» Cecilia
Bartoli, la « Bella canta »
Propos recueillis par Rocco Femia
En partenariat avec « Les Grands Interprètes » - Toulouse
Cecilia Bartoli ressuscite les trésors oubliés
de la musique baroque dans un Opera proibita : des oratorios
et des airs de castrats du XVIIIe siècle, quand
l’Église ne voulait entendre ni femmes ni
opéras.
Parcours unique d’une femme plus
italianissima que jamais. Et pourtant c’est étrange
que le Belpaese ne l’acclame pas avec la même
ferveur trépidante que Paris, New York ou Vienne
! Il est vrai que pour déclencher l’enthousiasme
en Italie, il faut s’époumoner dans Verdi
et dans Puccini, donner à fond dans le melodramma,
dont le nom dit bien ce qu’il est : de la passion,
du sang, des larmes. Mais Cecilia est un esprit rebelle
: la cuisine qu’elle aime est fine, spirituelle,
légère. Crime de lèse-majesté,
au pays de la Traviata et de la Bohème !
Née à Rome, mais d’une mère
originaire de Parme (la ville de Verdi et de Toscanini
et ville de l’opéra par excellence), Cecilia
Bartoli est le type même de la belle Romaine, l’œil
gourmand et brillant, le verbe toujours généreux,
gaie, drôle. Sa mère, Silvana, qui était
chanteuse professionnelle, lui apprit à chanter
pendant que sa grand-mère devait sans doute lui
apprendre l’art des tortellinis. Cela explique une
approche de la vie particulièrement épicurienne
! Vous en voulez la preuve ? Sur son dernier album, elle
chante des airs que seuls les castrats avaient le droit
d’interpréter au XVIIIe siècle. Mais
sur la pochette du disque, elle déborde de sensualité,
telle une Anita Ekberg dans La Dolce vita de Fellini.

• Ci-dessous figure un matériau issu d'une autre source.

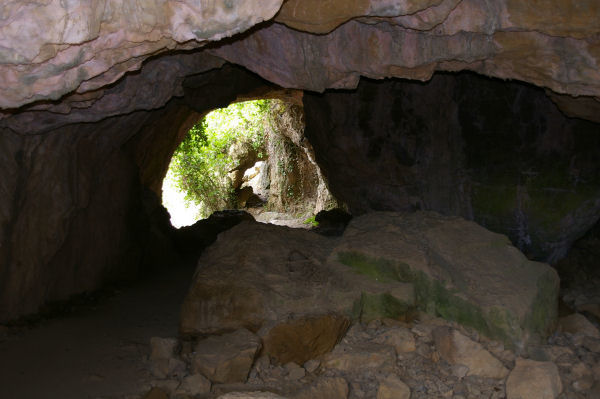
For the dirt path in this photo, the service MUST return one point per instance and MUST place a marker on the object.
(98, 353)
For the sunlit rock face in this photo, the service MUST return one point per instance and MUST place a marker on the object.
(50, 48)
(552, 45)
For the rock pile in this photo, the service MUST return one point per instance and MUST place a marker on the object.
(426, 358)
(281, 313)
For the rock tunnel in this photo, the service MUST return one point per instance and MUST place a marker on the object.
(483, 110)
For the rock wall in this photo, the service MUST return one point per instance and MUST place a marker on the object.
(72, 214)
(79, 200)
(499, 153)
(53, 48)
(296, 182)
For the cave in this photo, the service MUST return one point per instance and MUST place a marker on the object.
(449, 125)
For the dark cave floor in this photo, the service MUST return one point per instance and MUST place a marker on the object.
(98, 352)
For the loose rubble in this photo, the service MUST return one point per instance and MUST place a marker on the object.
(425, 358)
(270, 334)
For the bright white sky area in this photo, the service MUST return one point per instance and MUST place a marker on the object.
(182, 213)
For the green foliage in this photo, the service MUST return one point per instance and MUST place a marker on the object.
(201, 163)
(311, 220)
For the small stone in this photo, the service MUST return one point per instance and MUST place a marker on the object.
(592, 308)
(156, 393)
(262, 364)
(556, 352)
(295, 372)
(533, 380)
(583, 384)
(578, 324)
(423, 331)
(596, 372)
(400, 338)
(393, 388)
(195, 384)
(312, 365)
(361, 357)
(163, 368)
(456, 348)
(580, 370)
(325, 388)
(162, 348)
(226, 358)
(374, 324)
(592, 344)
(459, 370)
(168, 386)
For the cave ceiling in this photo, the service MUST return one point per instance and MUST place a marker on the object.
(75, 52)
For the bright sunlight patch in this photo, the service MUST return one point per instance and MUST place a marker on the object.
(198, 183)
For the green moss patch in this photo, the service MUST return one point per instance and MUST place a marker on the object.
(380, 269)
(379, 306)
(435, 298)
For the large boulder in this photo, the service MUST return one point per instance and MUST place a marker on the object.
(260, 277)
(459, 270)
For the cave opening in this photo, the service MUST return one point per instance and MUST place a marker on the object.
(252, 156)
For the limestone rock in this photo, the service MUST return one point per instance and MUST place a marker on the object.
(325, 388)
(456, 348)
(156, 393)
(444, 258)
(533, 380)
(195, 384)
(462, 159)
(294, 371)
(393, 388)
(162, 348)
(83, 48)
(163, 368)
(400, 338)
(361, 357)
(312, 365)
(304, 339)
(226, 358)
(257, 275)
(578, 324)
(250, 395)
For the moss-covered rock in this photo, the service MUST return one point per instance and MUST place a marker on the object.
(459, 270)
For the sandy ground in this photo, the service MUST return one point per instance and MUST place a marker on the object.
(98, 352)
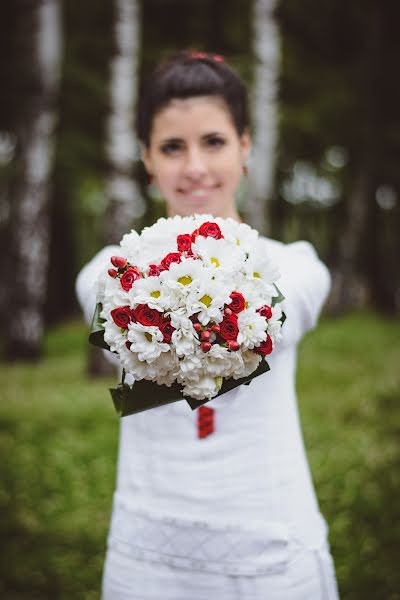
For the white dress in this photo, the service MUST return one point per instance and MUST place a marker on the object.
(232, 515)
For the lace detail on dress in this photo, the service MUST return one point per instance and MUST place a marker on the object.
(198, 545)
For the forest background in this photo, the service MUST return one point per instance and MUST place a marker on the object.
(326, 128)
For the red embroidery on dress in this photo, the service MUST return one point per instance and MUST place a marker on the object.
(205, 421)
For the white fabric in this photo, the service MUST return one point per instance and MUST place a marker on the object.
(231, 504)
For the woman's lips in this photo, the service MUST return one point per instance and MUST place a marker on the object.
(198, 193)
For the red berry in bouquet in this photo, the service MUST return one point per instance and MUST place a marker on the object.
(129, 277)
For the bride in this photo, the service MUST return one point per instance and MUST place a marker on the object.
(216, 503)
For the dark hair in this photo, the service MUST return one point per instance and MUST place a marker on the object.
(189, 74)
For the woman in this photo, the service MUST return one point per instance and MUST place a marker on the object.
(231, 513)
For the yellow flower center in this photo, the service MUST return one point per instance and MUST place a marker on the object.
(185, 280)
(206, 300)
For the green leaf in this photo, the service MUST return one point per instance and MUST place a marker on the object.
(279, 298)
(96, 334)
(144, 395)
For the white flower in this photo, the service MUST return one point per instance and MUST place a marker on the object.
(221, 362)
(241, 235)
(259, 266)
(252, 328)
(203, 387)
(182, 277)
(275, 325)
(184, 339)
(208, 300)
(251, 360)
(146, 341)
(219, 254)
(199, 285)
(130, 245)
(150, 291)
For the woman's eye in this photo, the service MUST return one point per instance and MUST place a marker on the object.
(170, 147)
(215, 142)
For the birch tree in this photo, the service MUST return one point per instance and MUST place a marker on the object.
(29, 229)
(125, 201)
(264, 110)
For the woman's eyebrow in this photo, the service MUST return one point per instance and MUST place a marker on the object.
(171, 140)
(212, 134)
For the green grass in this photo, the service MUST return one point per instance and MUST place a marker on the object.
(58, 443)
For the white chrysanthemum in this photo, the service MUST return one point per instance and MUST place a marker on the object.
(203, 387)
(258, 265)
(191, 366)
(182, 277)
(239, 234)
(130, 246)
(138, 369)
(252, 328)
(250, 362)
(110, 292)
(150, 291)
(255, 291)
(275, 325)
(221, 362)
(146, 341)
(184, 339)
(219, 254)
(208, 300)
(114, 336)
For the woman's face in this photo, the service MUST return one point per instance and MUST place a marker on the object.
(196, 156)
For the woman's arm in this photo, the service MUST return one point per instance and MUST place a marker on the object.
(85, 285)
(305, 283)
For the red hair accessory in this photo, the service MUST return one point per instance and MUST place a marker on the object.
(215, 57)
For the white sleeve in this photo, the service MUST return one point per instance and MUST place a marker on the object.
(305, 283)
(85, 285)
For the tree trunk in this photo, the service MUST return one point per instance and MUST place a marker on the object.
(125, 201)
(350, 286)
(29, 229)
(267, 52)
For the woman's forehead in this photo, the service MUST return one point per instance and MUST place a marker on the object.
(208, 112)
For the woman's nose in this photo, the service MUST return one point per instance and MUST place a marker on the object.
(195, 164)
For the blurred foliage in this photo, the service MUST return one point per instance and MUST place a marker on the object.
(59, 433)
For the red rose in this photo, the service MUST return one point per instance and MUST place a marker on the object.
(155, 270)
(265, 311)
(130, 275)
(184, 242)
(209, 229)
(229, 329)
(170, 258)
(238, 302)
(122, 316)
(167, 330)
(265, 347)
(118, 261)
(150, 317)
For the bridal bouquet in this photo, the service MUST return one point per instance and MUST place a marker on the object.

D’autant qu’elle ne se contente pas de pêcher
en eau connue, mais part à la recherche d’airs
rares ou complètement inédits, pour ne pas
dire interdits comme c’est le cas de « Opera
proibita ». Dans ce disque, on découvre une
voix de femme qui s’est approchée des sentiers
des hommes, de ces hommes aux voix sublimes qui subjuguaient
Casanova et Mozart, Stendhal et Napoléon. Il faut
toujours, pour soutenir la comparaison, à la fois
surprendre et faire plaisir. Cécilia, acrobate
gourmande, a relevé une fois de plus le défi.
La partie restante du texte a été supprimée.